= Viola Tunnard =

English pianist (1916–1974)

Viola Mary Tunnard (1916–1974) was an English pianist. She is known for her collaborations with Benjamin Britten and for being the first accompanist of the Philharmonia Chorus.

== Biography ==
Tunnard was born in 1916. Her parents were Thomas Monkton Tunnard of Birtles Hall, vicar of Over Alderley, and Grace Cook. She had two younger brothers, Thomas Tunnard and Peter Humphrey Tunnard. On her paternal side, Tunnard was the cousin of Christopher Tunnard.

During World War II, Tunnard toured with singer and comedienne Joyce Grenfell for the Entertainments National Service Association (ENSA), who provided entertainment for British armed forces personnel overseas. In 1944 and 1945 they performed in Algeria, Malta, Sicily, Italy, Iran, Iraq, India and Egypt.

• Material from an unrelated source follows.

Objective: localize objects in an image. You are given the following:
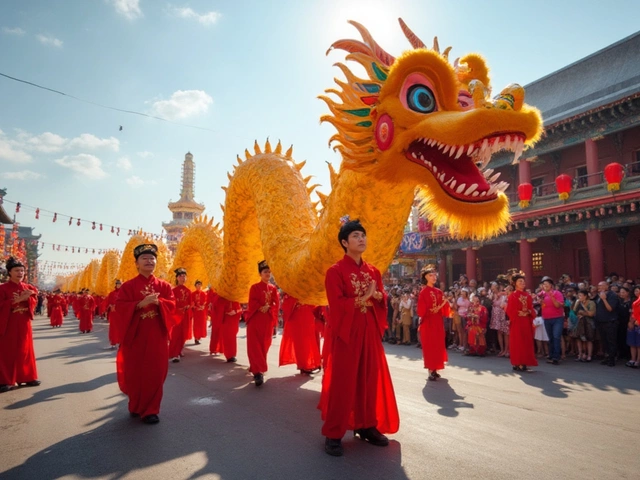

In 1957, Tunnard became the first accompanist of the Philharmonia Chorus in London. She was succeeded by her duet partner Martin Penny in 1962.

During her forty-year career, Tunnard accompanied and mentored artists as repetiteur, including Janet Baker, Peter Pears and Robert Tear. She was known as "the musician's musician." Tunnard also collaborated with Benjamin Britten and on Aldeburgh Festival productions, working with Britten on works including The Burning Fiery Furnace, Curlew River and The Prodigal Son.

In the 1960s her address was 4, Upper Belgrave Street, London, SW1. Tunnard died in 1974.